Savory Pumpkin & Squash Recipe Challenge Recipe #12
This is the second of two submissions by contributor Ashley Blom, author, food blogger and she’s also been featured on this blog as a Real Home Cook. Learn more about her here. Here’s her other submission to the challenge, Pumpkin Risotto with Roasted Garlic.
Vegan Low Carb Pumpkin Sage Bisque
- 1 small sugar pumpkin (~2 lbs) peeled, seeded, and cooked through
- 2 large carrots, peeled and diced
- 1 onion, diced
- 3 cloves garlic, diced
- 1 quart vegetable broth
- 3 leaves sage, chopped fine
- 1 tsp sriracha
- 1 can coconut cream
- pinch of nutmeg
- salt and pepper
- 1 tbs olive oil + 1 tbs margarine or butter substitute
- -n a large saucepan, melt the butter and warm the olive oil over medium heat. Add the onion, carrots, and garlic and cook until onions are translucent.

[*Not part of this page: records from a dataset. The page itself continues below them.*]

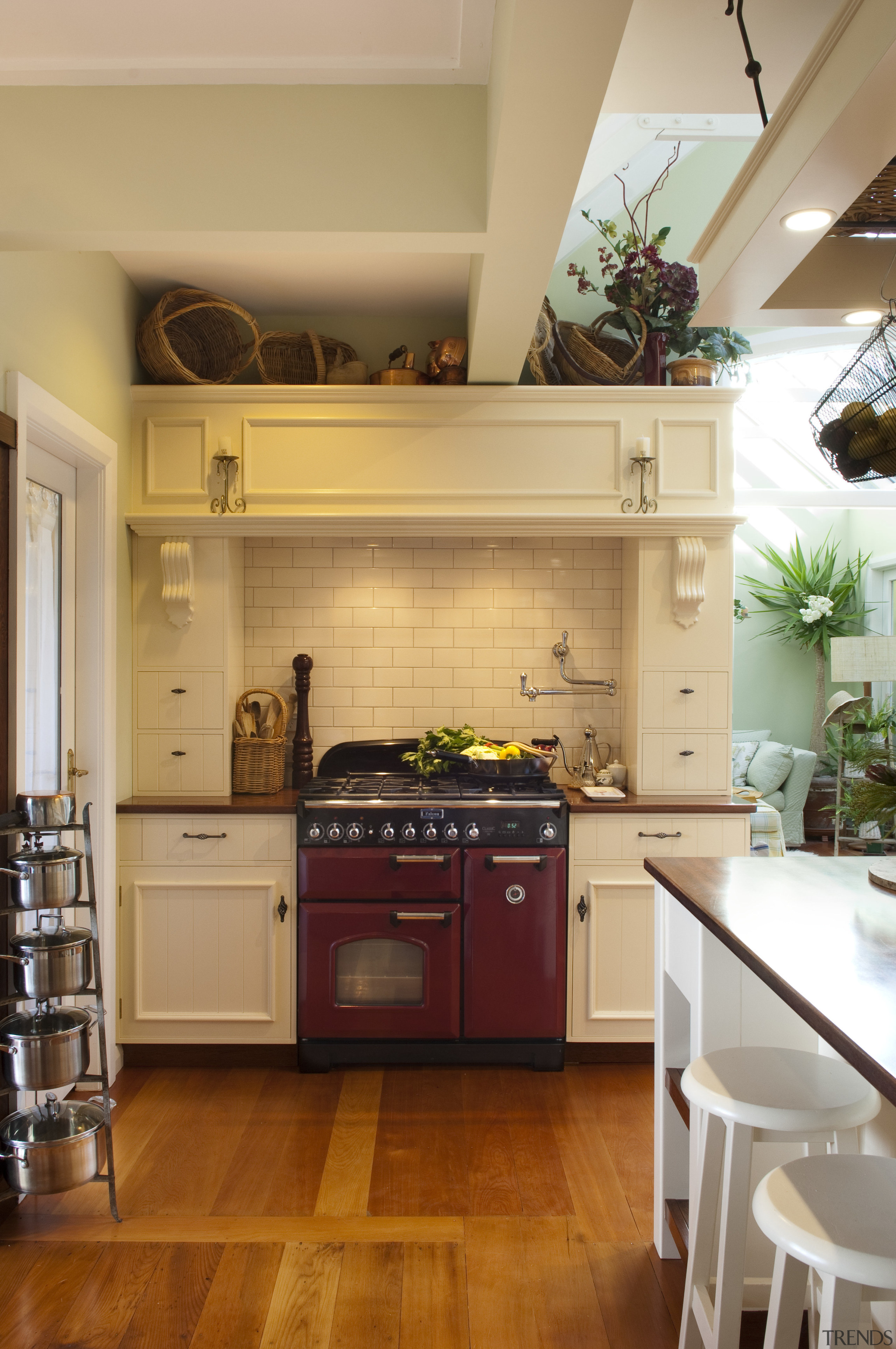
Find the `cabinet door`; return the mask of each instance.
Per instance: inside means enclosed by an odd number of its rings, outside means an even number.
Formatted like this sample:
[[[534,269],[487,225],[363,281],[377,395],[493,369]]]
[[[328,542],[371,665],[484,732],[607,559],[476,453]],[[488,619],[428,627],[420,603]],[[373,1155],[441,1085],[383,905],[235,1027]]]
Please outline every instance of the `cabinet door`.
[[[637,869],[576,867],[571,894],[575,1040],[653,1039],[653,882]]]
[[[124,1043],[294,1040],[289,866],[121,867],[119,881]]]
[[[725,792],[731,785],[729,737],[645,731],[642,792]]]

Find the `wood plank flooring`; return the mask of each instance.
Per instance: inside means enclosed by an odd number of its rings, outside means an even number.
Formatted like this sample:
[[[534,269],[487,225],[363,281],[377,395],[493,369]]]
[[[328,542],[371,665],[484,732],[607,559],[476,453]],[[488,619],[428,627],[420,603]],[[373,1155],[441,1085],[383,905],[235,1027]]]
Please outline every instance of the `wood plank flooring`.
[[[675,1349],[648,1064],[125,1068],[104,1186],[0,1228],[3,1349]]]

- Add the pumpkin, sage, nutmeg, and broth (you may need more or less, enough to cover the veggies by a little less than an inch) and bring to a boil. Reduce heat and simmer for ten minutes.
- When carrots are tender, puree the soup with an immersion blender or in batches in a food processor. Add sriracha, salt, and pepper to taste.
- Add coconut cream, slowly, mixing constantly, until soup is at desired creaminess. Top with a dollop of condensed coconut cream or sour cream.